Perhaps you have noticed that I am a fan of the BBC’s ‘Sherlock’. It’s true! In case you didn’t pick it up from the many teenage-girl-at-a-Beatles-concert-toned references, I think ‘Sherlock’ is just the bee’s knees*. This is especially true of the second season, which has finally started airing here, and which proves the show has hit its stride, finding the perfect balance of tight plotting, incredibly smart writing, and a relationship between Holmes and Watson that is so delightful one imagines a spin-off show called ‘Menial Errands with Sherlock and Watson’ would still be better than most things on television.

But of course, I’m not the only one who’s noticed this. And America has a funny habit of noticing something great from another country, and just spontaneously coming up with an idea that just happens to be very similar (I’m almost surprised early settlers didn’t start making large conical dwellings and saying to the Native Americans, “What, these things? We just designed them, we’ve been thinking about them for years. We call them Peetees. Oh, you have something similar? What a coincidence!!”) So CBS has announced that it will be making ‘Elementary’,  a contemporary Sherlock Holmes adaptation. Sound familiar?

Their biggest spin is to turn Watson into a woman, which, in brief, I worry about (Sherlock Holmes is by definition smarter than everyone else around him, I worry that his impatient snapping at Watson’s inability to keep up will turn what is amusingly irritating in most versions into something ickily misogynistic). But they’ve cast Lucy Liu, who is awesome, so I guess we’ll have to see.

But what about the biggest question that hangs over any possible telling of the Holmes story; who is the great man himself? That’s where it gets interesting. For playing Sherlock in this version is Jonny Lee Miller.

Now, Jonny Lee Miller is reliably excellent and always interesting, so that’s a plus. But more importantly, Jonny Lee Miller was also in the National Theatre’s Danny Boyle-directed version of ‘Frankenstein’, with the man, the myth, the legend, ‘Sherlock’s own Sherlock, Benedict Cumberbatch (or, according to the Washington Post, Bandersnatch Cummerbund). And they alternated the roles of the doctor and the monster every night.

So, see what I’m getting at here? We have two men already familiar with alternating roles, both playing the same iconic role in two contemporary adaptations of Sherlock Holmes, which is famous for having two main male parts. So instead of just competing (on a side note, I really hope these guys are either the best of friends, or that every time they see each other they face off, fingers nervously hovering over their belts, a la the OK Corral), why not find a more elegant solution?

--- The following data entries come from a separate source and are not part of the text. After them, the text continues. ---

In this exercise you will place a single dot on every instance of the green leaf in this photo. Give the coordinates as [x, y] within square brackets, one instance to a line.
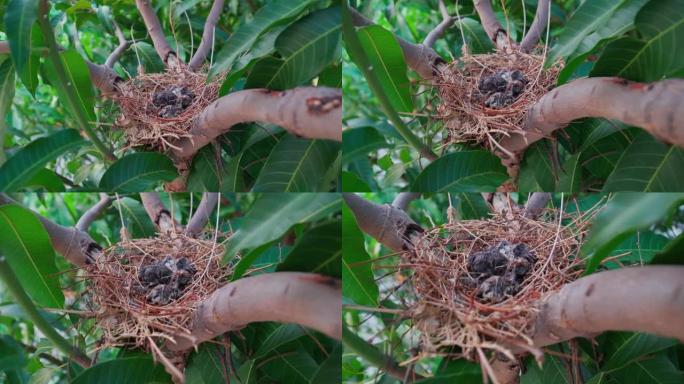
[78, 83]
[465, 171]
[622, 216]
[387, 61]
[12, 355]
[273, 214]
[129, 370]
[305, 47]
[624, 348]
[659, 51]
[359, 142]
[138, 172]
[272, 14]
[358, 283]
[20, 16]
[27, 247]
[296, 165]
[648, 165]
[28, 161]
[588, 18]
[319, 250]
[330, 370]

Luckily, I’m not the first to have thought of this.

 

Thanks, ‘That Mitchell and Webb Look’.  And you’re welcome, CBS.

 

 

*That’s a little Sherlock reference for y’all right there, because Sherlock Holmes was a beekeeper in the original stories. See what I did there? BAM. Although, bee’s don’t actually have knees, so Sherlock’s commitment to facts would… you know what, nevermind.